Comments (9)
Hi Eugene,
Thanks for your message. This error seems to be caused by some numerical issues when fitting the null model. One quick consideration is to use the fitNullModel() function from the GENESIS package to fit the null model (with the current GRM), and then use the genesis2staar_nullmodel() function from the STAARpipeline package to convert the GENESIS null model object to a STAAR null model object. Both STAAR and GENESIS share the same statistical null model when performing association tests.
Please feel free to let me know if this works.
Best,
Xihao
from staar.
Hello Xihao,
Thank you for the quick reply. Unfortunately, when I implemented the null model via GENESIS as suggested:
obj_nullmodel <- fitNullModel(x = data_for_STAAR, outcome = pheno_name, covars = covariates, cov.mat = sparse_kinship, family = "gaussian", rescale = "none")
I get a very similar error:
Computing Variance Component Estimates...
Sigma^2_A log-lik RSS
[1] 4.958985e-01 4.958985e-01 -5.903154e+05 1.313380e+00
[1] 9.029733e-01 4.702472e-01 -5.901148e+05 1.061299e+00
Error in .local(x, ...) :
internal_chm_factor: Cholesky factorization failed
In addition: Warning message:
In .local(x, ...) :
Cholmod warning 'not positive definite' at file ../Cholesky/t_cholmod_rowfac.c, line 430
Any suggestions?
I would hope this is very easy to reproduce. I simply acquired the sparse matrix (.rel) from The UK Biobank website, and converted it into a symmetric dsTMatrix from the Matrix package. I then limited it to individuals included in the covariate table (given to 'x' above).
from staar.
Hi Eugene,
Thank you very much for letting me know.
In this case, I think you could try some different thresholds of the sparse GRM by gradually increasing the threshold from 0.0442 to something slightly higher and see if the null model would fit. For this route, it would be ideal to keep all pairwise (estimated) relatedness within a cluster, even if they are below the threshold, rather than setting all entries below the threshold to 0 in the sparse GRM. To do this, the fit_null_glmmkin()
function from the STAAR package has a parameter thresh
to convert an input dense GRM to a sparse GRM as defined above and then fit the null model. Equivalently, you could use the makeSparseMatrix()
function from the GENESIS package to directly operate on the GRM before fitting the null model.
Hope this helps!
Best,
Xihao
from staar.
Hi Xihao,
I don't think there is a 'thresh' parameter? Did you mean kins_cutoff?
I will try the other method as well.
from staar.
Hi Xihao,
I tried both approaches and still got the same error. Is markSparseMatrix() really the solution given that the matrix is already sparse?
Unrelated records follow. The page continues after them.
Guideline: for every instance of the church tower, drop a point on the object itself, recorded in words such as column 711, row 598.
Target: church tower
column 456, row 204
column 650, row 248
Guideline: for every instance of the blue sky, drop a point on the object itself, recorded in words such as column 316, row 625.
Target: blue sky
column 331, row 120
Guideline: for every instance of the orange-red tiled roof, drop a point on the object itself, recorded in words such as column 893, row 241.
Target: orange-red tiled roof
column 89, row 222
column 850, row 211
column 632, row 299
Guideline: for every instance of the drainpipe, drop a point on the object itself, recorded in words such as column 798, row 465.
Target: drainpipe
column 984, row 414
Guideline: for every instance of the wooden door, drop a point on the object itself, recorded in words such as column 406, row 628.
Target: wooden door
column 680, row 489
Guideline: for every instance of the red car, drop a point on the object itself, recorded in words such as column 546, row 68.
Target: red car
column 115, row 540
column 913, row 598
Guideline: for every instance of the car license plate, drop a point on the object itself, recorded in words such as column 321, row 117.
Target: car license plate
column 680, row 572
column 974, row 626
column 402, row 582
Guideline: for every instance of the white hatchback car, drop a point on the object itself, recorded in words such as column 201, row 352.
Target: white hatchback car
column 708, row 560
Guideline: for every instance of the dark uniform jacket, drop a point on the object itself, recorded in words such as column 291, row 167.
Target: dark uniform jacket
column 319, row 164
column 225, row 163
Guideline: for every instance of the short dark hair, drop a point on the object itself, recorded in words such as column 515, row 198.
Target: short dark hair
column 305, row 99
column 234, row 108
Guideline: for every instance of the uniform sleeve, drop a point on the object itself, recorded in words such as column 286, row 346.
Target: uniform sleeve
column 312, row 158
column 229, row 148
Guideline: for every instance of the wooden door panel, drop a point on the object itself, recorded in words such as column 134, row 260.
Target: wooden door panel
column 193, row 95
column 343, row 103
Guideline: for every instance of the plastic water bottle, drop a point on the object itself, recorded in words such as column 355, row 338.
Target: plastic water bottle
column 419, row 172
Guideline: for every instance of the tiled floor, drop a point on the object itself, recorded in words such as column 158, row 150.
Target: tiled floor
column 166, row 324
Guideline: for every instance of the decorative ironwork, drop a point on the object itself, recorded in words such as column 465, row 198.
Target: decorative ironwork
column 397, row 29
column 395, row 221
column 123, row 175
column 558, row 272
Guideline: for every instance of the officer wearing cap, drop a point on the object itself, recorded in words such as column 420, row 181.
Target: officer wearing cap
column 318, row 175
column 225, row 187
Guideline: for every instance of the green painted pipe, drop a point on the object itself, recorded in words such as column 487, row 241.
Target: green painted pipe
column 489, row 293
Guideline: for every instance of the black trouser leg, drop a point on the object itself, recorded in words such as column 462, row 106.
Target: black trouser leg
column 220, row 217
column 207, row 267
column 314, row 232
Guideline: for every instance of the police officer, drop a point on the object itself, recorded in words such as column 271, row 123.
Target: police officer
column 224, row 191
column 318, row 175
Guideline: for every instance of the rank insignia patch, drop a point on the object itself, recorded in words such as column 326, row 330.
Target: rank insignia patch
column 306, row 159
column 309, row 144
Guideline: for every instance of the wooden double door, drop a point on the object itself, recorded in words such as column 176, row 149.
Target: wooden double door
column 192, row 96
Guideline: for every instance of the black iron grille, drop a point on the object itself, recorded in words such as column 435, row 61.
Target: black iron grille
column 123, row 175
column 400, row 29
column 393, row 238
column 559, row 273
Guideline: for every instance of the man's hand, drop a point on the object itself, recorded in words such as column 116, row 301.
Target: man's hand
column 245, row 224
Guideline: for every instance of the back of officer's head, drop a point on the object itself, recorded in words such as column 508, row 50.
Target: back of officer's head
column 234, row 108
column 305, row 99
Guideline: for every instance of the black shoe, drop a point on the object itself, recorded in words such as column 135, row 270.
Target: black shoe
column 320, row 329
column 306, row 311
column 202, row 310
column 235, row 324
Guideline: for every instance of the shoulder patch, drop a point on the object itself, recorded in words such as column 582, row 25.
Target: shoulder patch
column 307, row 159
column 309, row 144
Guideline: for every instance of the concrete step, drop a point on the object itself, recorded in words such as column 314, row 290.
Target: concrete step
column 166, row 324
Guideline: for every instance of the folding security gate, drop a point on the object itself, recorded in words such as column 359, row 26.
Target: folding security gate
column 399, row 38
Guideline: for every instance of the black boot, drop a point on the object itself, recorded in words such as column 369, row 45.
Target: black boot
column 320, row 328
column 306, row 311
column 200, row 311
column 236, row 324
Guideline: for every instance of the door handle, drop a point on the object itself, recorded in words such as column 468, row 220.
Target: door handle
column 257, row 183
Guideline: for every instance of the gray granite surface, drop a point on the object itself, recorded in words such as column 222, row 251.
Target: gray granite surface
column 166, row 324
I used a slightly different (external) approach to threshold and it seemed to work:
sparse_kinship@x <- sapply(sparse_kinship@x, function(x) if_else(x < 0.05, 0.05, x))
Where 0.05 is the threshold. This seems a bit like a suboptimal solution since it misrepresents the relatedness between individuals. Did I misunderstand your comment of:
For this route, it would be ideal to keep all pairwise (estimated) relatedness within a cluster
?
from staar.
Hi Eugene,
- My apologies, the
thresh
parameter refers tokins_cutoff
in thefit_null_glmmkin()
function; - Your understanding is exactly correct. The approach that "keeps all pairwise relatedness within a cluster, even if they are below the threshold" is considered to be more optimal than the "direct thresholding" approach, since the latter misrepresents the relatedness between individuals;
- The
makeSparseMatrix()
function implements the "optimal" approach as described above, however, it assumes a dense GRM as input. To do this, you could first convert the sparse GRM back to a dense GRM and use that as the input of either thefit_null_glmmkin()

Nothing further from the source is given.